Kidd also advises Warner to consider "spending at least some of his time working for Democratic candidates, flying around the country campaigning, raising money.

"He has to get down in the trenches and work for some of these candidates," Kidd adds.

"He has to be really careful about how he positions himself to remain in the spotlight," Kidd says. "Luckily for him, he has the money to do it. It's one thing if you don't have the resources. It's another thing if you have the resources, and you can make yourself visible. He's going to have to find a way to do that."

Warner, for his part, sees his pending unemployment as a double-edged sword.

"On the one hand, you have more time," he says. "On the other, you're not day-to-day in the debate on the issues."

That said, Warner says he "couldn't imagine being a sitting governor and actually running for national office."

"Unlike a senator who can plop in and out of debates, as a governor, you have to actually get stuff done," he says.

Warner toyed with the idea of running for Republican Sen. George Allen's seat in 2006 before deciding to focus his political energies elsewhere.

"I know there have been people who have run-- Gov. Bush, Gov.
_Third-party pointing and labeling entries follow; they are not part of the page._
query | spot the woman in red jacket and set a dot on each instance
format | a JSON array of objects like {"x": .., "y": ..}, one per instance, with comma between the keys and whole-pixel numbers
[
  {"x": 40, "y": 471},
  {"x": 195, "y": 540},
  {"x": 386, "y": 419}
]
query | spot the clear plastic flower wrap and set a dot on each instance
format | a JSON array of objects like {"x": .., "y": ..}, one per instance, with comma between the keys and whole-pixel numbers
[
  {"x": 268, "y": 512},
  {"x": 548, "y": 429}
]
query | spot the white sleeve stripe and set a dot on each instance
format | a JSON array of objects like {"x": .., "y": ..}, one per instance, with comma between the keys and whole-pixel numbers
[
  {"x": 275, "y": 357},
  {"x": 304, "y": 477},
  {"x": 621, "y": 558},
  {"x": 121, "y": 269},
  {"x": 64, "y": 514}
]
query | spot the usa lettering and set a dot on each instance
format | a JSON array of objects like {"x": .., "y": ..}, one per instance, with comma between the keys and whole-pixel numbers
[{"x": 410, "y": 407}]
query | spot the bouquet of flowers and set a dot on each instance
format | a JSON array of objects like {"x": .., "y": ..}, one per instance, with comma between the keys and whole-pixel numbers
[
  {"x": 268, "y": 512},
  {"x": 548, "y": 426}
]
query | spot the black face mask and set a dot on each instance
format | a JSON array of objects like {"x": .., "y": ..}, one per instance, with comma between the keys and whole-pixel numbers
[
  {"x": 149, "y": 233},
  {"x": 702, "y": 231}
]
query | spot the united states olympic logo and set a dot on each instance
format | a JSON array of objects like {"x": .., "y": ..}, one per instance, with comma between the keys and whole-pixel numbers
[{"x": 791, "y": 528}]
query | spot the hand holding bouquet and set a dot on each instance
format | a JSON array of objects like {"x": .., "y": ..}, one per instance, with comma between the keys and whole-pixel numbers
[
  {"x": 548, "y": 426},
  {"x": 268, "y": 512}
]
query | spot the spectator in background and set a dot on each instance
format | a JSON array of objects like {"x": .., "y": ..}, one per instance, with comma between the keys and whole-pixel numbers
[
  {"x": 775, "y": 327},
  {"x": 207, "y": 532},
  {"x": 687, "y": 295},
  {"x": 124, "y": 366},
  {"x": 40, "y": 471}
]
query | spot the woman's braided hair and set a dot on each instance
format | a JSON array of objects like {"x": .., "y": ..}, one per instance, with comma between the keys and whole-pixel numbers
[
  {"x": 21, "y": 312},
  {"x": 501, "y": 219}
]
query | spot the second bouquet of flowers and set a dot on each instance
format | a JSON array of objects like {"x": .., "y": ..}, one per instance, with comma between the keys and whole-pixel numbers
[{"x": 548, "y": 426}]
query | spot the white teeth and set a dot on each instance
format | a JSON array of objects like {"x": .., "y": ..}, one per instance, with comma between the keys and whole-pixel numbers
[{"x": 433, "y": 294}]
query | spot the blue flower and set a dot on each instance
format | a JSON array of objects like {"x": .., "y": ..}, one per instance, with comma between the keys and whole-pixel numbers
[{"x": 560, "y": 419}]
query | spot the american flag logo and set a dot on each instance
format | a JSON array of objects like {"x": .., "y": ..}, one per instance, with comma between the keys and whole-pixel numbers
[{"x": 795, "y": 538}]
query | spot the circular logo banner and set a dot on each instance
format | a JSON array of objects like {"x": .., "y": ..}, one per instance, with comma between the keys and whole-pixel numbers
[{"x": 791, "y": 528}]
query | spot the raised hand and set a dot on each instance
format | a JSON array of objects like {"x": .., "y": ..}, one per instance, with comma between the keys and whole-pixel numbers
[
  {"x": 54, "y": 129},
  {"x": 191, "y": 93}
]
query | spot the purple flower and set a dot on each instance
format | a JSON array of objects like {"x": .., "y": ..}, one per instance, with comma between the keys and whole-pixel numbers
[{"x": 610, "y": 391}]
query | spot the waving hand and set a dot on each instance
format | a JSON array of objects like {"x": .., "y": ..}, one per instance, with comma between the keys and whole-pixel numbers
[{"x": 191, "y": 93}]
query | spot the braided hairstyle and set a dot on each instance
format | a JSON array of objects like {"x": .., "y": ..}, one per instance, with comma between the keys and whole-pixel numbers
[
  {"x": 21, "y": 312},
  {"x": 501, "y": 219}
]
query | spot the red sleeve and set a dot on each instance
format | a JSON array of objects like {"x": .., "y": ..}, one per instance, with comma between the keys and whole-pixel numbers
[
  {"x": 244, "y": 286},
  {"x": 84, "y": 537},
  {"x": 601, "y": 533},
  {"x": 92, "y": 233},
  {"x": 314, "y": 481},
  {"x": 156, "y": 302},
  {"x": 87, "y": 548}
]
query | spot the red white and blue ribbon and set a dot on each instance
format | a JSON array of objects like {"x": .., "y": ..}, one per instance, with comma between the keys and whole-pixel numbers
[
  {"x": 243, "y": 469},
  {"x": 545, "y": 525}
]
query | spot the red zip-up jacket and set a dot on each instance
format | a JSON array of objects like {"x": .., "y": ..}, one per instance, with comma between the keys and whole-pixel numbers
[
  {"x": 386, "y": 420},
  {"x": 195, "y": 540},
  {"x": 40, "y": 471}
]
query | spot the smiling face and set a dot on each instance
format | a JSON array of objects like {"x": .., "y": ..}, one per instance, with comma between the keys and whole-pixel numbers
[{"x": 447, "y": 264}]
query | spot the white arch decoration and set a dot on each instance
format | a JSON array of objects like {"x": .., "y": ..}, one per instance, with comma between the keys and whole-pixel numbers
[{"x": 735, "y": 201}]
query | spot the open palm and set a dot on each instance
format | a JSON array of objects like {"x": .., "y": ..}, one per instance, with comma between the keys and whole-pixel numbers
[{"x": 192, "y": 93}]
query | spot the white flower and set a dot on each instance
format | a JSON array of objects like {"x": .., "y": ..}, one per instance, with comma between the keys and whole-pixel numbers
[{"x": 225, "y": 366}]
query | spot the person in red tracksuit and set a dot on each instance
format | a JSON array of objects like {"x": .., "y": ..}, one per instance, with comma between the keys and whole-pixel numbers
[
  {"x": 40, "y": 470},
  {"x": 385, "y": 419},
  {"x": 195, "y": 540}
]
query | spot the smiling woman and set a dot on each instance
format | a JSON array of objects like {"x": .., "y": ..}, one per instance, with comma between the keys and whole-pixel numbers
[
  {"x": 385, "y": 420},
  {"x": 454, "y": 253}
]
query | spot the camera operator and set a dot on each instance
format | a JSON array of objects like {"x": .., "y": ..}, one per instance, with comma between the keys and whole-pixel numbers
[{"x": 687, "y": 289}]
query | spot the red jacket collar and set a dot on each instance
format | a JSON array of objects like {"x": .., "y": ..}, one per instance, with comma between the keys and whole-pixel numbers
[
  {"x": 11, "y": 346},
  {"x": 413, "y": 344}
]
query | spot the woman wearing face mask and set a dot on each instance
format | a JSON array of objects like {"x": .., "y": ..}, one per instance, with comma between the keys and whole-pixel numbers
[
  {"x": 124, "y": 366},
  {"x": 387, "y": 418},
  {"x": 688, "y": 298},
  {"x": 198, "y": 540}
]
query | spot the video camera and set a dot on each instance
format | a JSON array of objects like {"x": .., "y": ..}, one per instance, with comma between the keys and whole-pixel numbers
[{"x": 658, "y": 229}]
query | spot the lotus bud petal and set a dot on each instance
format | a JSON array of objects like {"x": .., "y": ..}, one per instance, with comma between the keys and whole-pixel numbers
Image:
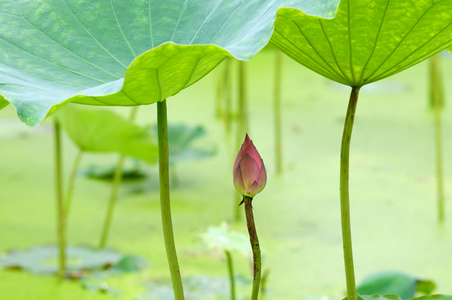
[{"x": 249, "y": 172}]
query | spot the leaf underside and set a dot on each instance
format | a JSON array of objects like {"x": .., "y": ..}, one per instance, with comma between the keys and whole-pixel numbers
[
  {"x": 124, "y": 52},
  {"x": 368, "y": 40}
]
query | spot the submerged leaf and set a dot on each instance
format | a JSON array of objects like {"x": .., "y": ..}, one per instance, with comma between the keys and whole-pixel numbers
[
  {"x": 124, "y": 52},
  {"x": 368, "y": 40}
]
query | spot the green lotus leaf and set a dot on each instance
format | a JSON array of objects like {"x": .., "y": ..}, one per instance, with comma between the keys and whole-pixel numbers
[
  {"x": 103, "y": 131},
  {"x": 124, "y": 52},
  {"x": 394, "y": 282},
  {"x": 367, "y": 40}
]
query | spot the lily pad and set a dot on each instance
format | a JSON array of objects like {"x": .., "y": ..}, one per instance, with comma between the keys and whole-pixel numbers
[
  {"x": 44, "y": 260},
  {"x": 367, "y": 40},
  {"x": 392, "y": 282},
  {"x": 103, "y": 131},
  {"x": 107, "y": 173},
  {"x": 124, "y": 52}
]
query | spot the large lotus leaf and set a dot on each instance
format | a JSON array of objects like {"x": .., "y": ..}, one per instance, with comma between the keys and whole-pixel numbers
[
  {"x": 104, "y": 131},
  {"x": 368, "y": 40},
  {"x": 124, "y": 52}
]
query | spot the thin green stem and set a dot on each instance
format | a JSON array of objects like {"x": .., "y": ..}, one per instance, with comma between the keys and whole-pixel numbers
[
  {"x": 162, "y": 125},
  {"x": 263, "y": 287},
  {"x": 257, "y": 263},
  {"x": 242, "y": 123},
  {"x": 117, "y": 178},
  {"x": 277, "y": 111},
  {"x": 230, "y": 273},
  {"x": 344, "y": 195},
  {"x": 437, "y": 102},
  {"x": 71, "y": 182},
  {"x": 61, "y": 216}
]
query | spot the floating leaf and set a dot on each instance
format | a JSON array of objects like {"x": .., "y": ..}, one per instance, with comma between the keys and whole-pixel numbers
[
  {"x": 397, "y": 283},
  {"x": 130, "y": 263},
  {"x": 124, "y": 52},
  {"x": 107, "y": 173},
  {"x": 44, "y": 260},
  {"x": 104, "y": 131},
  {"x": 368, "y": 40}
]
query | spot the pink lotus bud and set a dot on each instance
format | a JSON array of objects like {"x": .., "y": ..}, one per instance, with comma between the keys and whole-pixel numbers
[{"x": 249, "y": 172}]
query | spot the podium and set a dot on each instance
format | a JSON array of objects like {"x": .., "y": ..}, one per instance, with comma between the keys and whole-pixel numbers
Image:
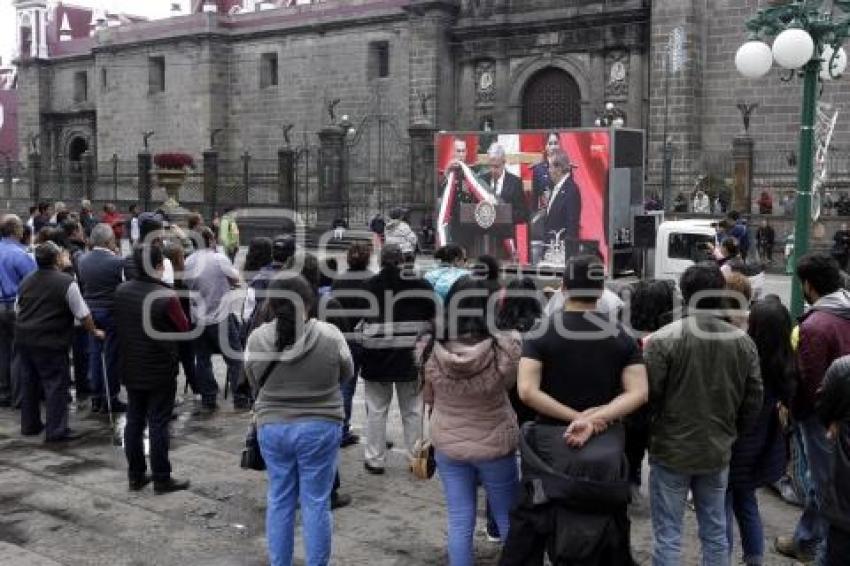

Clinton-- from that position," Warner says. "But in my mind, it would be a real challenge to run nationally if you were actually a sitting governor."

In addition to setting aside some time to catch his breath, Warner is working out the details of a pre-White House itinerary that includes some study time and some travel.

The early returns on that end are looking promising, to hear Warner tell it.

"One of the things I've noticed as I've started to travel a little bit, even in places like California, New York and other places where the centrist, results-oriented, pragmatic approach we've tried to take might not get much traction," Warner says, "is that it's amazing how much people across the country want to look at policymakers who can say they can actually get stuff done.

"In Washington, that's the antithesis of what we see, that nothing gets done other than the kind of gotcha-style politics," he says. "Where else can you make a career out of doing nothing other than making the other guys look bad and have that be a successful outcome?"

"I do think that people are hungry for results-driven rather than pure ideologically driven policy," Warner says.

Chris Graham is the co-publisher of The Augusta Free Press.